The difference is one of the most critical aspects of performance tuning. NESTED LOOPS, FILTER, and MERGE JOIN CARTESIAN are the only iterative operations; all others are active. Unlike the single-child iterative operations described above, the Rows measure is the expected number of rows for a single iteration of step 2. In the example above, Step 8 (37,867 rows) will be performed once for each row returned by Step 4 (14 rows). So instead of 37,867 rows, it is really 530,138 rows!

Watch for:

  • NESTED LOOPS and FILTER operations with a large number of rows in the first child step, especially when the second child step returns more than one row or has subordinate steps; the cost of repeating the second child step so many times can be prohibitive. Exception: if the second child step is a unique index scan without a TABLE ACCESS, it can be very efficient in a NESTED LOOPS or FILTER operation.
  • MERGE JOIN CARTESIAN has a bad reputation from the days of the Rule Based Optimizer because it usually signalled a programming error, and was the cause of a performance problem. Under the Cost Based Optimizer, MERGE JOIN CARTESIAN is often used to join two unrelated tables where one table will return just a single row (or no rows). A cartesian join is only a problem if both row sources in the join have a large number of rows.
  • HASH JOIN is especially efficient when one of the sources is small (say, <10000 rows). The smaller table should always be the first child step in the Explain Plan. If both tables are large, or if the large table is in the first child step, then Oracle will run out of Temp space to do the join and will start paging to disk.
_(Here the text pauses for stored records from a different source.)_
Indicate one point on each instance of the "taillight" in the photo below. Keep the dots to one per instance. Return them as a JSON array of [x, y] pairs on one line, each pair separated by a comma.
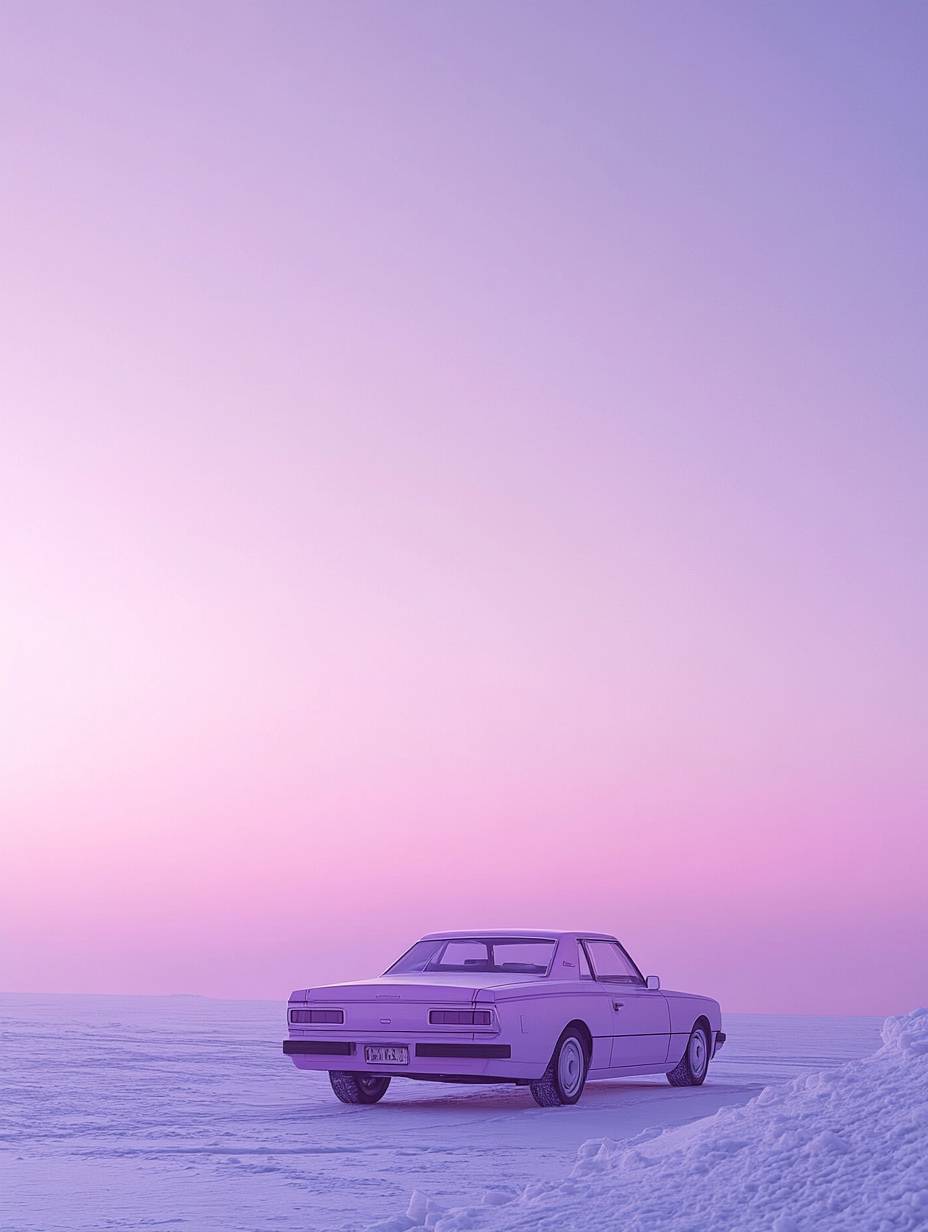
[[460, 1018], [317, 1015]]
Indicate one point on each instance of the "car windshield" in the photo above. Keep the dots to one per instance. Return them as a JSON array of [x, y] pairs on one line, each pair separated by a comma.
[[519, 955]]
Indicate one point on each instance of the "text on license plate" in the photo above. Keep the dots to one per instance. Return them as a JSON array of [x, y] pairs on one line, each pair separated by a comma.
[[386, 1055]]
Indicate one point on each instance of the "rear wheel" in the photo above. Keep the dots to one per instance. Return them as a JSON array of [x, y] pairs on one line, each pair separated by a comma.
[[358, 1088], [562, 1082], [694, 1065]]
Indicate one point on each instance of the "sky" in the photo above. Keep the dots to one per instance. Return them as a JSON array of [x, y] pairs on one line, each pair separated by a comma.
[[462, 466]]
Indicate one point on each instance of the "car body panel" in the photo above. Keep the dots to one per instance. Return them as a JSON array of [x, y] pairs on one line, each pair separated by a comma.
[[631, 1029]]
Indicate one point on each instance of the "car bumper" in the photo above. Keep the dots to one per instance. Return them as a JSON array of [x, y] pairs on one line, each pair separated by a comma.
[[452, 1061]]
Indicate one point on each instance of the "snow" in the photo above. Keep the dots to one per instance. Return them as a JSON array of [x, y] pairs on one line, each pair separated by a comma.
[[183, 1114], [843, 1150]]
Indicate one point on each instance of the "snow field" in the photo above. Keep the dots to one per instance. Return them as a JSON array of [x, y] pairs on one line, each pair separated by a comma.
[[843, 1150]]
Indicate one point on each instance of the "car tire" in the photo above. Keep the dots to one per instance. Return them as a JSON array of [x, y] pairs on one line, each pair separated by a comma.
[[694, 1063], [358, 1088], [566, 1074]]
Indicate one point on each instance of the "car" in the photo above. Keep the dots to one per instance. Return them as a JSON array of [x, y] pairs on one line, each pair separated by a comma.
[[550, 1010]]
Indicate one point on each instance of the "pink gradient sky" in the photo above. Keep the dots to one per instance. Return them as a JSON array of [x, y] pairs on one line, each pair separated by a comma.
[[464, 466]]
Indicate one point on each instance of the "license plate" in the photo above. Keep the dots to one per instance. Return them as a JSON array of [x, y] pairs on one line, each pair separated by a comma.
[[386, 1055]]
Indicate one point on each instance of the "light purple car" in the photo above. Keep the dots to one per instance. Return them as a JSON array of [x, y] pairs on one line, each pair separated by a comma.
[[539, 1008]]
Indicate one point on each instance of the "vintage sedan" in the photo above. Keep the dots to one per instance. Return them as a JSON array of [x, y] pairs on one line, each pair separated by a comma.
[[542, 1009]]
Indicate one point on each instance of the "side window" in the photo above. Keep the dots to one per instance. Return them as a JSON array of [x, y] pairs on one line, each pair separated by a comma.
[[464, 954], [611, 964]]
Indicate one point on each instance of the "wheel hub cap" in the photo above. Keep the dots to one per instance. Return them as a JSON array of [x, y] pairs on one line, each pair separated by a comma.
[[569, 1067], [698, 1052]]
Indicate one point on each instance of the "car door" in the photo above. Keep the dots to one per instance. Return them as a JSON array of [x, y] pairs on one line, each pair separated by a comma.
[[640, 1015]]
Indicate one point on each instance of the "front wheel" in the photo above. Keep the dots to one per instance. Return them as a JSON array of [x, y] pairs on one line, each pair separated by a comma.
[[358, 1088], [562, 1082], [694, 1065]]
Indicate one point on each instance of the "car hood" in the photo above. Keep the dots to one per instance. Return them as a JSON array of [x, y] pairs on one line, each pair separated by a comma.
[[435, 986]]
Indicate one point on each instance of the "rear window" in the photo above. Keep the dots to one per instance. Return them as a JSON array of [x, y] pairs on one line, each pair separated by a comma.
[[519, 955]]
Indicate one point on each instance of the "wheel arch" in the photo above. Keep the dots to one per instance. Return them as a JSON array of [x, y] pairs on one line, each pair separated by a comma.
[[579, 1025], [701, 1020]]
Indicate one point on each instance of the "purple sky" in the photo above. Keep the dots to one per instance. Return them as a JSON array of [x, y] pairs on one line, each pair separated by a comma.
[[464, 466]]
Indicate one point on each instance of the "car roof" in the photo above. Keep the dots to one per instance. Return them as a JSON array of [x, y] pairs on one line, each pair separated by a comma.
[[552, 934]]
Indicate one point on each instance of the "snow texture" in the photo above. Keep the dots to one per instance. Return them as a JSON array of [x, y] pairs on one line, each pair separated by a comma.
[[843, 1150], [181, 1114]]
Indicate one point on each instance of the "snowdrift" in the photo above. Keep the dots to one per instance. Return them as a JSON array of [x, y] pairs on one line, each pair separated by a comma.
[[844, 1150]]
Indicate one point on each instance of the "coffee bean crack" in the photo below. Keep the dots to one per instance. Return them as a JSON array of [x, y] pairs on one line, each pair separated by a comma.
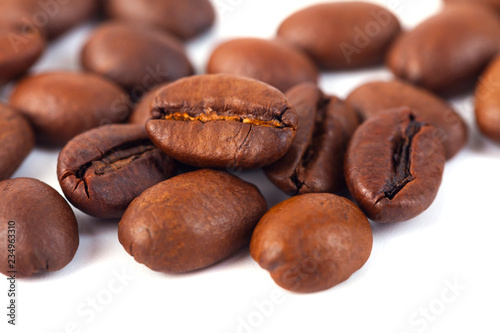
[[401, 161], [111, 161], [315, 143], [210, 115]]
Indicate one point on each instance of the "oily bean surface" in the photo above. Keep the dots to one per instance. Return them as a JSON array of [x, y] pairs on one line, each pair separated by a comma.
[[21, 44], [270, 61], [46, 231], [61, 105], [448, 51], [374, 97], [487, 99], [191, 221], [16, 140], [185, 19], [312, 242], [142, 111], [342, 35], [101, 171], [230, 122], [135, 57], [394, 166], [315, 161]]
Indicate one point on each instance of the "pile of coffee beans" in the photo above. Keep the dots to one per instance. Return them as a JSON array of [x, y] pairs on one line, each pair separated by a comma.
[[146, 141]]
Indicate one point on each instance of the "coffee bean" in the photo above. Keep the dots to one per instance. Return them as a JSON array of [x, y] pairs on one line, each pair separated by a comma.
[[374, 97], [342, 35], [45, 227], [273, 62], [488, 101], [315, 161], [447, 51], [101, 171], [394, 166], [16, 139], [61, 105], [191, 221], [185, 19], [312, 242], [21, 44], [222, 121], [142, 111], [137, 58], [55, 17]]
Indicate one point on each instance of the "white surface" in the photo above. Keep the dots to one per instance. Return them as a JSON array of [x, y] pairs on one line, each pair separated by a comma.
[[411, 267]]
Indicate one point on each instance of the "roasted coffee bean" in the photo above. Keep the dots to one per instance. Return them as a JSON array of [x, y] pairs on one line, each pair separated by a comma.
[[312, 242], [342, 35], [56, 17], [488, 101], [228, 122], [315, 161], [447, 51], [101, 171], [191, 221], [273, 62], [61, 105], [45, 228], [16, 140], [394, 166], [21, 44], [137, 58], [374, 97], [142, 111], [185, 19]]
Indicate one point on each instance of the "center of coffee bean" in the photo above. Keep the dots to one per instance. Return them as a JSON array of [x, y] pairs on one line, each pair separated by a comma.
[[112, 160], [210, 115], [401, 161], [315, 143]]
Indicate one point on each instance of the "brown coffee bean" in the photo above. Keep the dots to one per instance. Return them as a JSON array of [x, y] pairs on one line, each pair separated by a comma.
[[488, 101], [374, 97], [230, 122], [448, 50], [273, 62], [101, 171], [315, 161], [45, 227], [55, 17], [185, 19], [342, 35], [142, 112], [394, 166], [137, 58], [61, 105], [16, 139], [191, 221], [312, 242], [21, 44]]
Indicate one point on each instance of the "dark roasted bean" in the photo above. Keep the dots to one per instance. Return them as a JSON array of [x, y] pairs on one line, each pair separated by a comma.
[[227, 122], [372, 98], [101, 171], [315, 162], [394, 166]]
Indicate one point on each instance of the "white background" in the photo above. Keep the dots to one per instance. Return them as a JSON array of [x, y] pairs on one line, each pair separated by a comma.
[[411, 268]]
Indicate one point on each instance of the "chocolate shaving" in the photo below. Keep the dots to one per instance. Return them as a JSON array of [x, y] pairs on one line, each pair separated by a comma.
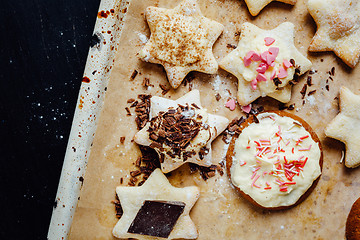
[[146, 83], [142, 110], [128, 111], [175, 129]]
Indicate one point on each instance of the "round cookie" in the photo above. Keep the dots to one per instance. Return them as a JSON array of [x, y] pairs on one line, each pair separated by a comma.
[[353, 222], [278, 172]]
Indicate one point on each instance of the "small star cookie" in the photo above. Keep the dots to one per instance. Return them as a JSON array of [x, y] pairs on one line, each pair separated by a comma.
[[181, 131], [181, 40], [255, 6], [338, 23], [156, 210], [345, 126], [264, 62]]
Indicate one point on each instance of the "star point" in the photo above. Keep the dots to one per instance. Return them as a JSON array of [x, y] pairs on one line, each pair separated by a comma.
[[181, 40], [261, 62], [338, 23], [156, 188], [181, 131]]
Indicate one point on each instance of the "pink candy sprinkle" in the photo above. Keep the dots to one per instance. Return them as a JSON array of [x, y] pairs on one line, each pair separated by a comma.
[[264, 56], [253, 84], [274, 51], [231, 104], [261, 77], [246, 108], [287, 64], [256, 57], [269, 41], [282, 73], [262, 68], [273, 74]]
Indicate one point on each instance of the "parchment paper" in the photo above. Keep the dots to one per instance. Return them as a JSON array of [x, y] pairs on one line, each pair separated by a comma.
[[220, 213]]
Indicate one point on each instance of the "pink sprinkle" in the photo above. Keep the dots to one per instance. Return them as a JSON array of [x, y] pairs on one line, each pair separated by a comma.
[[270, 59], [246, 108], [261, 77], [264, 56], [269, 41], [282, 73], [253, 84], [274, 51], [305, 149], [287, 64], [255, 57], [262, 68], [253, 183], [231, 104], [273, 74], [247, 58]]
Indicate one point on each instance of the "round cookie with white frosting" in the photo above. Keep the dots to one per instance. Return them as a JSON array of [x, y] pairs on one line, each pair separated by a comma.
[[275, 160]]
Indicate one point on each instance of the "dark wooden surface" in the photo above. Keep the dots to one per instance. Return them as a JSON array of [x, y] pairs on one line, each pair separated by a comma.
[[43, 49]]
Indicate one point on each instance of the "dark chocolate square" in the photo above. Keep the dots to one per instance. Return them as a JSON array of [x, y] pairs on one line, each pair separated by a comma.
[[157, 218]]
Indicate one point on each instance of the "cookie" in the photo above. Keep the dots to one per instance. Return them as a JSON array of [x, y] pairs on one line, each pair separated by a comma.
[[264, 62], [156, 210], [352, 230], [345, 126], [275, 160], [181, 131], [338, 23], [181, 40], [255, 6]]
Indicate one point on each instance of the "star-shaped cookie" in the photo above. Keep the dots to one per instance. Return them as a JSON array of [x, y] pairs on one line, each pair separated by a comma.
[[345, 126], [264, 62], [156, 189], [181, 40], [181, 131], [255, 6], [338, 23]]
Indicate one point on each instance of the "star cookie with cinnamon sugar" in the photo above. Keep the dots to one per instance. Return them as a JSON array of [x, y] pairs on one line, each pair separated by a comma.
[[338, 23], [181, 40]]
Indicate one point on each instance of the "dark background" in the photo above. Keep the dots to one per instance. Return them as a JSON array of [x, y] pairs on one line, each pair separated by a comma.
[[43, 50]]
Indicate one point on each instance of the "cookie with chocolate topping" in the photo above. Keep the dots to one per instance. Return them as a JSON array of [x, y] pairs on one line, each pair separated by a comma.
[[181, 131]]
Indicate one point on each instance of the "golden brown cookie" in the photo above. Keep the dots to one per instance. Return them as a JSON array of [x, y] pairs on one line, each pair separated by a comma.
[[275, 161], [338, 23]]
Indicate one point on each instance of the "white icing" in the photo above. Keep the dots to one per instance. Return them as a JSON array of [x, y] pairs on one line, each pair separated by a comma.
[[241, 176]]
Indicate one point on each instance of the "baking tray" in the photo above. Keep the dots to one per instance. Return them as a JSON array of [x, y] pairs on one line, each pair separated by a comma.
[[99, 62]]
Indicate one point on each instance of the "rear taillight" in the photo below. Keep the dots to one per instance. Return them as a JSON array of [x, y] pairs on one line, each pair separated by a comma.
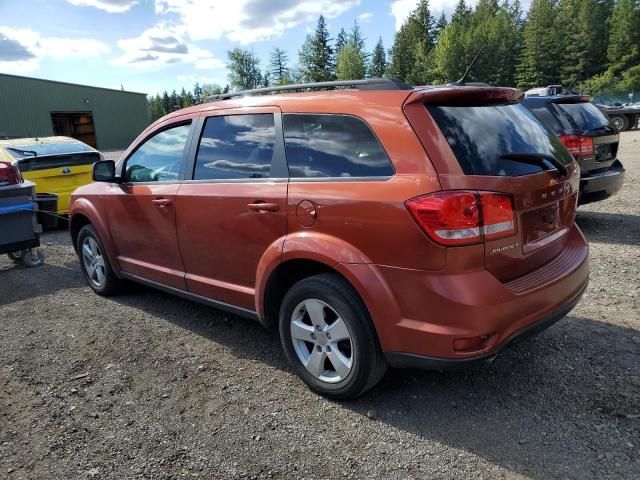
[[463, 217], [9, 174], [578, 145]]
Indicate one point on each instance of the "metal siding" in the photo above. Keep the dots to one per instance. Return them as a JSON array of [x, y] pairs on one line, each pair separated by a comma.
[[26, 105]]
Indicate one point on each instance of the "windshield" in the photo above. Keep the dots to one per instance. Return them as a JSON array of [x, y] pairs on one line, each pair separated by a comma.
[[483, 137], [40, 149], [565, 118]]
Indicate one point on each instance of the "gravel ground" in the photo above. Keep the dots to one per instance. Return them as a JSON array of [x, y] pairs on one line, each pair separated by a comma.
[[146, 385]]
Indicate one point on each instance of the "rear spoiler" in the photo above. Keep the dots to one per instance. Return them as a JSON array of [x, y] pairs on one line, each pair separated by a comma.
[[571, 99], [461, 96]]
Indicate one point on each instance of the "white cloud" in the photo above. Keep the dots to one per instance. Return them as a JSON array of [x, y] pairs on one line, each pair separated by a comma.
[[111, 6], [164, 45], [22, 49], [247, 21]]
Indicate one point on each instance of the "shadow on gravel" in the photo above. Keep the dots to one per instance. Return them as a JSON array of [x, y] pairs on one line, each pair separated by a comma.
[[28, 283], [614, 228], [534, 410]]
Explain Plan is not a magic bullet. It can be useful, but not if you are looking at the wrong plan, and not if you are looking for the wrong things. As a very general rule of rule of thumb, low-volume SQL (eg. Screen interfaces) should use Index Scans and Nested Loops joins; high-volume SQL (batch jobs) should use Full Scans and Hash Joins.

Remember that the stats shown in Explain Plan - even those taken from live SQLs in V$SQL_PLAN are estimates, not actual row counts. If a plan looks OK based on the row counts, trace the session and view the actual row counts in TK*Prof - see the Performance Tuning Manual for details.